An Islamic state (Isis)-linked Twitter account has posted pictures of what appear to be jihadists smashing crosses and defacing holy statues, Christian murals and paintings at a Chaldean Catholic monastery near Mosul.
The photos, published under the IS media office logo, depict IS militants engaged in pulling down the giant cross on top of the Mar Gorgis (St George) monastery north of Mosul and replacing it with the IS black banner flag. They also took hammers to the tiled murals of St George and the dragon and what appears to be Virgin Mary with baby Jesus.
Other IS fighters appear to be busy destroying iron crosses in the monastery, holy statues, crosses in the nearby cemetery and a giant statue representing St George and the Dragon. Another picture show the jihadists cheering as they throw the church bells to the ground. Holy paintings, including a Last Supper one, are seen piled up near a dustbin.
The pictures emerged after reports suggested that the monastery had been blown up by the Islamic State.
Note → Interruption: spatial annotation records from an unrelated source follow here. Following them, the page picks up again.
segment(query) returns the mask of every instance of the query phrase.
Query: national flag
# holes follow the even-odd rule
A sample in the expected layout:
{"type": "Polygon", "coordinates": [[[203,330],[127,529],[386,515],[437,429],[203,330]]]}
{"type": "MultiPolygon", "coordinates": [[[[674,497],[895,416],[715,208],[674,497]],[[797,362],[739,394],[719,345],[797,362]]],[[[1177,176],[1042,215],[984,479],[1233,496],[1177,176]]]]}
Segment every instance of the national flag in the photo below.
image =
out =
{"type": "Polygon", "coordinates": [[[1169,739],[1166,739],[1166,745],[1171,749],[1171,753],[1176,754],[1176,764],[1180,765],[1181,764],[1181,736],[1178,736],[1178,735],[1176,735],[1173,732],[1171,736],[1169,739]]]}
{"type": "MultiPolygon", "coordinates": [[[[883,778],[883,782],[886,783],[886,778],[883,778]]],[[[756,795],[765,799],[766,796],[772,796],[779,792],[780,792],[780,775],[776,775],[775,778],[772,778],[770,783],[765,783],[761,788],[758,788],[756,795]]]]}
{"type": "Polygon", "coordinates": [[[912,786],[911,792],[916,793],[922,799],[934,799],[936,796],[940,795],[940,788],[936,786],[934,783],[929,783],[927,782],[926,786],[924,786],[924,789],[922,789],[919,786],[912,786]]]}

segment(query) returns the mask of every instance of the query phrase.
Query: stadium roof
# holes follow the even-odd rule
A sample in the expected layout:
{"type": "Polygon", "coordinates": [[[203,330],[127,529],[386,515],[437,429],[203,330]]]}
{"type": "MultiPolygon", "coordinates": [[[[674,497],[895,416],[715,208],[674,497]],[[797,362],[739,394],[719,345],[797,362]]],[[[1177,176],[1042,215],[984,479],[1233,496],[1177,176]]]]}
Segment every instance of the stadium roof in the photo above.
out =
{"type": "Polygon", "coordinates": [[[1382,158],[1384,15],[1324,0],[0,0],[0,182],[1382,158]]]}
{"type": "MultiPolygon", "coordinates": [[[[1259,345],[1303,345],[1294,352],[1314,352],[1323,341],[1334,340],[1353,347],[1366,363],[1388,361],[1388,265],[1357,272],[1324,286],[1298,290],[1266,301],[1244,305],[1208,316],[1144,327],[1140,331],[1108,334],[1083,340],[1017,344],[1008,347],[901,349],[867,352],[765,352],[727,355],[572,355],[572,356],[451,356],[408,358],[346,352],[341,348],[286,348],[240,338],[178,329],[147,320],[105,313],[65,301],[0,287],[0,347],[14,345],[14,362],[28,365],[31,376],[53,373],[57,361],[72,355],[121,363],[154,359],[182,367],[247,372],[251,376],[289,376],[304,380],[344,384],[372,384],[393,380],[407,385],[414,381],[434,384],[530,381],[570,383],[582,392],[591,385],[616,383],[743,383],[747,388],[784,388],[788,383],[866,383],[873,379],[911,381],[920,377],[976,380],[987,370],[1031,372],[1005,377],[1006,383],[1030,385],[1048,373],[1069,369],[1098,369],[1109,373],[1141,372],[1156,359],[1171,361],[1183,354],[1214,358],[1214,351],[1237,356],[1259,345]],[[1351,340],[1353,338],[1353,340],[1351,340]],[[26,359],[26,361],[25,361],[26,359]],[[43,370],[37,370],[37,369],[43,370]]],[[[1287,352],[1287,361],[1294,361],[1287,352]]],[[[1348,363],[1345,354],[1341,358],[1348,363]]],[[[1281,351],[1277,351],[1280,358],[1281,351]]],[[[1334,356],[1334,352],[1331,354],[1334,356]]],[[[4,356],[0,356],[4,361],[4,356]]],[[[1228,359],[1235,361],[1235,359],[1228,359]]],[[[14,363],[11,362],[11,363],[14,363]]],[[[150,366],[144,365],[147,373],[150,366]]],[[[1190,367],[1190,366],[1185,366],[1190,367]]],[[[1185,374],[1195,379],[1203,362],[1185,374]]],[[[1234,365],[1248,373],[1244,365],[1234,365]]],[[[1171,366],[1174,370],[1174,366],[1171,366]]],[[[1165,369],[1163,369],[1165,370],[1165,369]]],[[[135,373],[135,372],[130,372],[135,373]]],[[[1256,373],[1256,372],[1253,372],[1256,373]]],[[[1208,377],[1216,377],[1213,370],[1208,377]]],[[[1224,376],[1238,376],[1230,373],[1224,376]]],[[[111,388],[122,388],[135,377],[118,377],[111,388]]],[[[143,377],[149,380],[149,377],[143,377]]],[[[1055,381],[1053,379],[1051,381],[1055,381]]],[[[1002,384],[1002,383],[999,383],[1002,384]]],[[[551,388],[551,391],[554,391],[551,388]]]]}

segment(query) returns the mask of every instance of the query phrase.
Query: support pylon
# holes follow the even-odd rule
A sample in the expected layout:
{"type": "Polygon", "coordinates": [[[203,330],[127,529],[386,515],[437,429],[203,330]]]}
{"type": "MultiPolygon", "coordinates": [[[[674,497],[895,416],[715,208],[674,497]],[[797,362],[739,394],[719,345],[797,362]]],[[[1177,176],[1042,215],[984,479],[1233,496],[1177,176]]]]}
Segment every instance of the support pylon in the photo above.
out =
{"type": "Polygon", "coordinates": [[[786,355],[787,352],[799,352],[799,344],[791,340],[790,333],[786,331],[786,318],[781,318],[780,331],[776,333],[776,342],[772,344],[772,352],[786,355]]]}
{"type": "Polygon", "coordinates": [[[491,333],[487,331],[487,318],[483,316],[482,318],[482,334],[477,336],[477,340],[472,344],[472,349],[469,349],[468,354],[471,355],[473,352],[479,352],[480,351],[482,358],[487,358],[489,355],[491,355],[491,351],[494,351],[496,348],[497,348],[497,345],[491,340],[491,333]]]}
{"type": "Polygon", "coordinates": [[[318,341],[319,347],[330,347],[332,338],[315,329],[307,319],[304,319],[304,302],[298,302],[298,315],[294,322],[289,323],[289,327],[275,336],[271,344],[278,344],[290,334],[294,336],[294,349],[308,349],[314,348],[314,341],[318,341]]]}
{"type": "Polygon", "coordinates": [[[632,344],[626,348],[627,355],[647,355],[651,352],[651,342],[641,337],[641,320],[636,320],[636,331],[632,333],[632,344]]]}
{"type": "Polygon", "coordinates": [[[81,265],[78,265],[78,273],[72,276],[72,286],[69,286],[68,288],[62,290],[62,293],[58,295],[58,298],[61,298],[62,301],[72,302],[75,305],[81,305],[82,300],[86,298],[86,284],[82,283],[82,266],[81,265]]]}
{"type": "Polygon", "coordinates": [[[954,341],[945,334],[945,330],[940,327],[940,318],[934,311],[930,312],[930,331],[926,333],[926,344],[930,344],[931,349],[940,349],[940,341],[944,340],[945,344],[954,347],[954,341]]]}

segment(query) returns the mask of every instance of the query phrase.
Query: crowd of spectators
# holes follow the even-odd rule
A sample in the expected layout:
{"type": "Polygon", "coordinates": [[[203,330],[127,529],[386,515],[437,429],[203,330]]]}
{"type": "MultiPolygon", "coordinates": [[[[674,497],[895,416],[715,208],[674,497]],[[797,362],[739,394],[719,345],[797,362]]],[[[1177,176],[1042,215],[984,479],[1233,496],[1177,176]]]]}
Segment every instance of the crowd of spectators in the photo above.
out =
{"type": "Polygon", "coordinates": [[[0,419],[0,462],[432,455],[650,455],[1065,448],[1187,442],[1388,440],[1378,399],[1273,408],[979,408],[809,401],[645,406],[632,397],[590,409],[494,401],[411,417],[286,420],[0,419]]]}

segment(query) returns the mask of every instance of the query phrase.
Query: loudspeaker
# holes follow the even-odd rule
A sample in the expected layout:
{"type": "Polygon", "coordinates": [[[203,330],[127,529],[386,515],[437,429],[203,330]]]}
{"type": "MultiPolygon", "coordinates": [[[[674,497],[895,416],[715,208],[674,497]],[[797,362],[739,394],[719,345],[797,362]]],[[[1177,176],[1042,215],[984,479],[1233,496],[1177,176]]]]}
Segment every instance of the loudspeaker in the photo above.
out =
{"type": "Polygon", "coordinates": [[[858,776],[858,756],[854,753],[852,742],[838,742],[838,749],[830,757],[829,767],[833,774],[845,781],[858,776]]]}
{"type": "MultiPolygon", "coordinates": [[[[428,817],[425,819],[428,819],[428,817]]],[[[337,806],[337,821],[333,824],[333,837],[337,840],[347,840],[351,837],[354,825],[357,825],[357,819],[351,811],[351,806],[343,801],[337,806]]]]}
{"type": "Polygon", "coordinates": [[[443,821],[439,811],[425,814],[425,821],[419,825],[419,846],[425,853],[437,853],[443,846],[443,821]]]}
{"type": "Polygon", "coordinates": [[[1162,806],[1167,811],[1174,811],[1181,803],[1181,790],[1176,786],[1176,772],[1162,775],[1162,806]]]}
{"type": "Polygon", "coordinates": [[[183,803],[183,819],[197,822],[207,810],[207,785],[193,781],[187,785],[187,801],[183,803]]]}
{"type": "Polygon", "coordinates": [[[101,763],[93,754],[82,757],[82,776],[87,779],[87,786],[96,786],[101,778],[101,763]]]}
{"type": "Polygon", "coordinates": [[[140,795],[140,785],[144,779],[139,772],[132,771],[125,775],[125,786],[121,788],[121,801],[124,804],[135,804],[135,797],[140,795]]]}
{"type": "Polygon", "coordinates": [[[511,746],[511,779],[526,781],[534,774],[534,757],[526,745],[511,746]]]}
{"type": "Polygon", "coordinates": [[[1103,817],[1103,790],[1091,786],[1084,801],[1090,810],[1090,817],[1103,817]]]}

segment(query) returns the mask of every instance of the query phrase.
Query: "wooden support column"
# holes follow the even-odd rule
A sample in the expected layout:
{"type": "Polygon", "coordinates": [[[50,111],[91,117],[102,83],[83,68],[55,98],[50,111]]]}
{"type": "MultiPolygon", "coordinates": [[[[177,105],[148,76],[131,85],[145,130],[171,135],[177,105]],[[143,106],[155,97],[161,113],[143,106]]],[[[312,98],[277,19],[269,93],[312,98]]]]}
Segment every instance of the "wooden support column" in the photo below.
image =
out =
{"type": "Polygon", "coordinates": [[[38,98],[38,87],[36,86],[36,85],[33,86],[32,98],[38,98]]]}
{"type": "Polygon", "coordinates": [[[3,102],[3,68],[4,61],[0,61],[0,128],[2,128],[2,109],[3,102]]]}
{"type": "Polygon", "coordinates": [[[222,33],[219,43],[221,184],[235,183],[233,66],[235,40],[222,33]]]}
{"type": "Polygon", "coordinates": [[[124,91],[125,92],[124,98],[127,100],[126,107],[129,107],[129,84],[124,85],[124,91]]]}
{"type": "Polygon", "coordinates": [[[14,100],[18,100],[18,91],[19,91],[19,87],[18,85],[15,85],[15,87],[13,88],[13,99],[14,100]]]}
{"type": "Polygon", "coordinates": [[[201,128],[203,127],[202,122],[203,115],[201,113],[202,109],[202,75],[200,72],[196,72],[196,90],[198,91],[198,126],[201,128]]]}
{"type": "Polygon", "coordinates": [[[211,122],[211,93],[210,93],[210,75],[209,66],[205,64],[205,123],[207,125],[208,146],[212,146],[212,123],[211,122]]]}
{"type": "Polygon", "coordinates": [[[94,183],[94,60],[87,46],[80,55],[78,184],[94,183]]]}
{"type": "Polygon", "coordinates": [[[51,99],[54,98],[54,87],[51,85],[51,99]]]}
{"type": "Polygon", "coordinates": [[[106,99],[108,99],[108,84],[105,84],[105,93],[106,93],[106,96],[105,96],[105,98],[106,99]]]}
Nineveh Yakou, , Assyrian Archaeologist and Director of Cultural Heritage and Indigenous Affairs at A Demand for Action, told IBTimes UK that St George monastery had been "wiped out by IS militants".
The building, located on the Ba'werah neighbourhood on a hill north of Mosul on the other side of the Tigris river, was founded by the Assyrian Church of the East on the 10th century, but rebuilt as a seminary by the Chaldean Catholic Church in 1846.
"The current monastery was built on an archeological site containing ancient Assyrian ruins. It was an important show of continuity from the Assyrian to our culture," Yakou said.
"Isis is wiping out the cultural heritage of Iraq. The monastery was classified as cultural heritage. It's a cultural and ethnic cleansing."
Two weeks ago, the jihadist group published a video showing militants destroying artefacts in a Mosul museum and at the Nergal Gate to ancient Nineveh, taking a sledgehammer to artefacts.